Externship program teaches students sustainability, urban farming



Several students are working this summer as “externs,” helping communities across the state with various sustainability projects.

The term “externship” came from a play on words created by the Arizona Cooperative Extension and the fact that students are getting hands-on experience outside in the field, said Mark Apel, an extension agent in Cochise County.

The program is designed to give students from the University of Arizona an opportunity bring the “expertise of sustainability off campus and into our communities,” Apel said.

The program also gives preference to students who live in the communities they serve because they know and understand the community, he added.

Erika LaPlante, an environmental science senior and extern for Tucson Village Farm, said she has learned the importance of community through the opportunity.

“As a student at the University of Arizona, my life was so limited and here [on the farm], I’ve gotten to meet so many more people and so many more families and I really feel part of the community,” LaPlante said.

This is LaPlante’s second year externing at Tucson Village Farm where she helps with a two-week farm camp. She teaches children about different health foods such as greens and dairy and how to grow food and prepare it.

The program is a “whole seed to table program,” according to 4-H Youth Development Assistant Agent Elizabeth Sparks.

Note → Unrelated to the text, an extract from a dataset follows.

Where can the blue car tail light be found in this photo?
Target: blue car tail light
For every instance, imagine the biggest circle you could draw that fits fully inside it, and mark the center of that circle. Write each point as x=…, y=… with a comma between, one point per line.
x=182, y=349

“The Tucson Village Farm is an urban farm for kids, by kids. Kids are out here planting, harvesting, tilling the land, and then we teach them how to eat what was grown,” Spark said. “They harvested potatoes and made potato salad. They harvested wheat and now they’re making bread.”

The Tucson Village Farm also offers “you-picks” after each harvest, where the community is allowed to come to the farm and pick vegetables for a cheaper price than what they would pay at a grocery store. This offers the community healthy, inexpensive options and provides the Tucson Village Farm a source of revenue. Excess food is donated to the St. Mary’s Food Bank.

The farm began in January 2010. Sparks said she wanted to bring kids to the farm to teach them sustainable ways to grow and make their own food. Directors quickly realized they needed help with farming and food production, so they applied for assistance from the Green Fund.

The Green Fund, according to Apel, is a program dedicated to offering sustainable solutions to the UA. The Green Fund Committee, made up of 10 UA students advised by faculty, decides where to allocate $400,000 raised by tuition fees for the Green Fund.

While most externs come from the College of Agriculture and Life Sciences, several students have majors ranging from environmental science to public health and nutrition.

One extern at the Tucson Village Farm is designing a “fuel from the farm” sports nutrition program. Other externs around the state help with programs ranging from community compost to horticultural videos for small-scale vegetable production.

Some projects include a garden at Bisbee High School, irrigation systems in Maricopa County and a community farm in Safford.

This summer, there are 11 externs working seven different counties.

“The best part about these externships, is that students actually take leadership roles in the projects and come away with much more valuable experience,” Apel said.

For some students, these externships also offer a chance for growth and a sense of community.

“I have grown in myself and in my major and what my interests are,” LaPlante said. “It helps me feel a sense of community here in Tucson that I wouldn’t have gotten any other way. We’re a family here at the farm and it’s worth it.”